Summary
The hosts review the week's major AI and tech news, focusing on Anthropic's release of the Opus 4.7 model, its soaring private valuation, and the surrounding market hype. They also cover Allbirds' bizarre stock surge after an AI pivot, trader Leopold Aschenbrenner's massive gains, NVIDIA's geopolitical stance, and U.S. government concerns over advanced AI models. The discussion touches on broader market frothiness and long-term technological disruptions.
- Anthropic released Opus 4.7, an incremental improvement over 4.6, but it is overshadowed by the much more powerful, unreleased Claude Mythos model.

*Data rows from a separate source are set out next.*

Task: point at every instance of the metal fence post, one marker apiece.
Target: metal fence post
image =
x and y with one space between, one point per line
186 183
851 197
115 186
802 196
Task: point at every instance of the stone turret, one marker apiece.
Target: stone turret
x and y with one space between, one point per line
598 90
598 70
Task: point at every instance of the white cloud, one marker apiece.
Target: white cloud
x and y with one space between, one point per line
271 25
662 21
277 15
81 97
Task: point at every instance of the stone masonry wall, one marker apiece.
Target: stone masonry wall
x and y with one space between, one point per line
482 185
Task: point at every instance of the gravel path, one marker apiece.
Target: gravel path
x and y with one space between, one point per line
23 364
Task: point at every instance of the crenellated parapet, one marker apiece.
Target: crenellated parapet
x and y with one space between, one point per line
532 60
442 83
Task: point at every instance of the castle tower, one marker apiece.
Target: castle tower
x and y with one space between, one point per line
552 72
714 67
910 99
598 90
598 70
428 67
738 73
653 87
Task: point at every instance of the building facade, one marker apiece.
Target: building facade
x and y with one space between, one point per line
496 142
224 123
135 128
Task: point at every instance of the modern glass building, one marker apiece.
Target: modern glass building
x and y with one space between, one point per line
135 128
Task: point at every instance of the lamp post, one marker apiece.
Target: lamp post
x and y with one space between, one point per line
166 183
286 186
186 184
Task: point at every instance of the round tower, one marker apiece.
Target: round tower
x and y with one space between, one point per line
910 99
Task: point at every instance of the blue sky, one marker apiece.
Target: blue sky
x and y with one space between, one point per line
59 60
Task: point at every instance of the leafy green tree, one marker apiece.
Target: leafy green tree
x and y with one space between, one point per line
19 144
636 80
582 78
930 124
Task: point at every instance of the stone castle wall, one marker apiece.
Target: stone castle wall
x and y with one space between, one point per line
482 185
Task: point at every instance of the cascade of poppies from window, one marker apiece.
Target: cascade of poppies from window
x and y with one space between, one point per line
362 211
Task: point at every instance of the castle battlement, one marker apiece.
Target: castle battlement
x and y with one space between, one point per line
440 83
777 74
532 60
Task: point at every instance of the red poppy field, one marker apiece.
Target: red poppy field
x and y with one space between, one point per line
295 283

- Anthropic's private valuation has surged to $850 billion amid rumors of a future IPO, fueled by product releases and secondary market activity.
- Microsoft is integrating Claude AI into its Office suite, signaling a potential shift away from exclusive reliance on OpenAI.
- Allbirds stock skyrocketed 850% in a day after announcing a pivot to becoming a GPU provider, seen as a sign of extreme market froth.
- Trader Leopold Aschenbrenner's fund has reportedly made ~$2.5 billion this year from investments in Bloom Energy, CoreWeave, and SanDisk.
- NVIDIA CEO Jensen Huang defended selling GPUs to China, arguing the U.S. ecosystem is not a 'loser' and that GPU platforms are sticky.
- The U.S. government is re-engaging with Anthropic over national security concerns related to the powerful Mythos model.
- The episode also briefly covers a SpaceX engineer's water purification startup and a dystopian Korean gene-control technology.